El marketing político ha desplazado a la verdadera política, convirtiéndola en un mero ejercicio de relato y espectáculo, según advierten expertos. En lugar de partir de ideas, diagnósticos y propuestas, los políticos se basan en encuestas, segmentaciones y emociones dominantes para diseñar sus estrategias.
Esta transformación ha tenido graves consecuencias. La comunicación ha pasado a sustituir a la acción política, de modo que una buena narrativa puede disimular una mala gestión, mientras que una política pública sólida puede fracasar si no logra imponer una agenda mediática.
Además, el cortoplacismo se ha apoderado de la política, ya que las reformas necesarias pero impopulares se postergan indefinidamente en favor de decisiones que garanticen una aprobación momentánea. El largo plazo ha desaparecido del horizonte político porque no rinde electoralmente.
Los expertos señalan que esta racionalización de la política ha debilitado el debate democrático y fortalecido una lógica de estímulo y respuesta, en la que el ciudadano se ha convertido en un consumidor al que se le ofrecen mensajes personalizados, en lugar de un sujeto político que delibera, exige y participa.

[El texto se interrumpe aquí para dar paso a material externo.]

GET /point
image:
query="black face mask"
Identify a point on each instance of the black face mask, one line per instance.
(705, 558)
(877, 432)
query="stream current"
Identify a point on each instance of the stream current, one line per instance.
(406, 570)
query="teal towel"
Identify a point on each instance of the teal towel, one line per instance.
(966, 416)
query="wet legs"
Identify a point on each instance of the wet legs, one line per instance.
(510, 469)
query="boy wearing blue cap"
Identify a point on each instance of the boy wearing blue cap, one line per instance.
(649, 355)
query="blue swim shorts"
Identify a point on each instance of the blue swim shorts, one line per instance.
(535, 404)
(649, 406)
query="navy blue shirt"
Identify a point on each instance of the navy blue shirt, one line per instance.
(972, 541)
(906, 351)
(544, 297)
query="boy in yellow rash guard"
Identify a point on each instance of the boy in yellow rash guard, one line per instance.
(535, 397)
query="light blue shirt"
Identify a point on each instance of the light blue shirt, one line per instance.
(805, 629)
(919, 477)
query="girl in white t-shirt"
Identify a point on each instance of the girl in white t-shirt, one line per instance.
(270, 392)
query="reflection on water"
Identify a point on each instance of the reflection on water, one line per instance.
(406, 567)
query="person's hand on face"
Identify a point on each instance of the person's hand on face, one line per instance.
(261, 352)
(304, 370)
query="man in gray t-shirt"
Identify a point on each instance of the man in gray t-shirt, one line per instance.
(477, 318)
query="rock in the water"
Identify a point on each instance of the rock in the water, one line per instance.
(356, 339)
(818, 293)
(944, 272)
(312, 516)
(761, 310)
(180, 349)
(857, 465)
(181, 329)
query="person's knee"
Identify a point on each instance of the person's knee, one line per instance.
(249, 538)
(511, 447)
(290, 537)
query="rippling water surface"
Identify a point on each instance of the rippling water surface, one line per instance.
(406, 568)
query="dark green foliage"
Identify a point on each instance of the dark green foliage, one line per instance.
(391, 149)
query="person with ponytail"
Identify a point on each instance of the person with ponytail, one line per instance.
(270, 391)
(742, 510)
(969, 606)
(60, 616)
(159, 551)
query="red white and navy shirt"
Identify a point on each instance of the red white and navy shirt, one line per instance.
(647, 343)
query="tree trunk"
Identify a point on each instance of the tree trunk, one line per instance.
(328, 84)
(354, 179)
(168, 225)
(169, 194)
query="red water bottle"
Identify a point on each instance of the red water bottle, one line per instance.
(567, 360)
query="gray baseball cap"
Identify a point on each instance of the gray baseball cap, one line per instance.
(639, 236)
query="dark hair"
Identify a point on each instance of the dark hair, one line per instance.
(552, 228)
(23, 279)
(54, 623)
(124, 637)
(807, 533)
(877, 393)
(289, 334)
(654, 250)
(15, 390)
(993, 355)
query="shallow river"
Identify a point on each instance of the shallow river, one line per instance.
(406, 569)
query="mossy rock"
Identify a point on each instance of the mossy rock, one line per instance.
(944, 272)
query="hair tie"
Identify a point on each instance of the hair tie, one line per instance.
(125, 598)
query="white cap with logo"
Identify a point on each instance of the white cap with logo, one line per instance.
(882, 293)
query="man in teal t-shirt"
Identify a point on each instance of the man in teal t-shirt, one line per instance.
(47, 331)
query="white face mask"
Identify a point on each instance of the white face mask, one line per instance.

La paradoja es evidente: nunca hubo tanta presencia de lo político en la vida cotidiana y, sin embargo, nunca fue tan superficial su comprensión. Se habla sin parar de escándalos, identidades y declaraciones virales, pero casi nada de estructuras económicas, relaciones de poder o políticas públicas concretas.
Frente a este panorama, la pregunta clave es si es posible recuperar una política con contenido sin quedar atrapados en la lógica de un marketing permanente, o si finalmente la democracia se limitará a elegir entre marcas bien diseñadas cada algunos años.